Tune in, aliens: Scientists send electro music into space

Tune in, aliens: Scientists send electro music into space
Astronomers have beamed a set of electro music samples to an exoplanet outside our Solar System in the hope of receiving an answer from its inhabitants. The transmission contains a tutorial so that aliens can decode the Earth tunes.

In search of interstellar communication, alien hunters from the US-based research organization, Messaging Extraterrestrial Intelligence (METI) International, sent out a message to a potentially habitable planet some 117 trillion km away from us. “The movie ‘Close Encounters of the Third Kind’ suggested that music is a natural universal language. That really makes sense,” METI president Doug Vakoch says. “If you think about it, music at its core can be described in terms of mathematics and physics.”

In collaboration with the Spanish electronic music festival Sonar and the Institute of Space Studies of Catalonia (IEEC), METI selected 18 musical pieces of 10 seconds each, which had been transmitted from the EISCAT antenna in Tromso, Norway back in October.

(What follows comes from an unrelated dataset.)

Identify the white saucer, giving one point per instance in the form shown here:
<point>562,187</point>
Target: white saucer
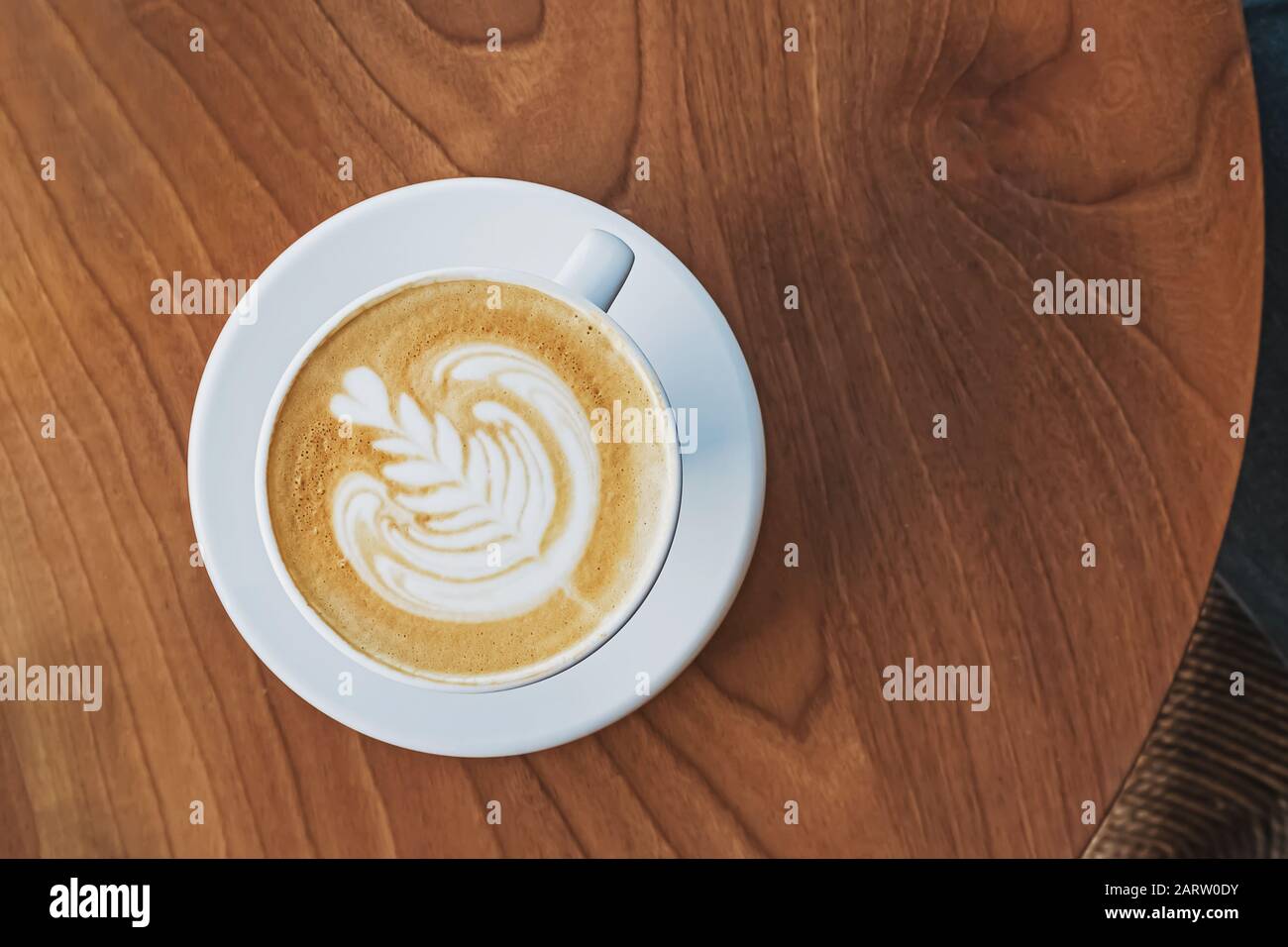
<point>514,226</point>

However, "you cannot hope that aliens will understand MP3 technology," according to the IEEC director and astronomer Ignasi Ribas, so the message had to be encoded in a binary system of two alternating frequencies of 125 times per second. To help aliens interpret the music, the METI developed a tutorial on the basic ideas of arithmetic, geometry, trigonometry, description of sound waves, as well as of time and clocks.

“In the past when people have sent messages into space, it wasn’t clear where you should send it. Now is an excellent time to be sending signals to other worlds, because now we know which worlds to target,” Vakoch says. The GJ273b exoplanet, orbiting a red dwarf, Luyten’s Star, some 12.4 light years from Earth, is said to potentially harbour life. While Vakoch pins hopes to get a response in 25 years, scientists cannot be completely sure “whether there is life on the surface of that planet or whether it has evolved to become complex and eventually intelligent," Ribas cautions.

Still, "unless we try, we will never start communicating,” Ribas added. "This is an experiment that says ‘Hello, we are here. So, if you want to respond we will be listening,’" he said, as quoted by Wired magazine.

The project is set to beam another compilation of messages in April 2018, containing an additional 15 musical clips, three of which will be chosen from the audience. While the METI researchers are enthusiastic about making contact beyond our planet, others appear to be quite skeptical. “It’s like shouting in a forest before you know if there are tigers, lions, and bears or other dangerous animals there,” a University of California at Berkeley SETI (search for extraterrestrial intelligence) researcher Dan Werthimer. “Ninety-eight percent of astronomers and SETI researchers, including myself, think that METI is potentially dangerous, and not a good idea,” New Scientist quoted Werthimer as saying.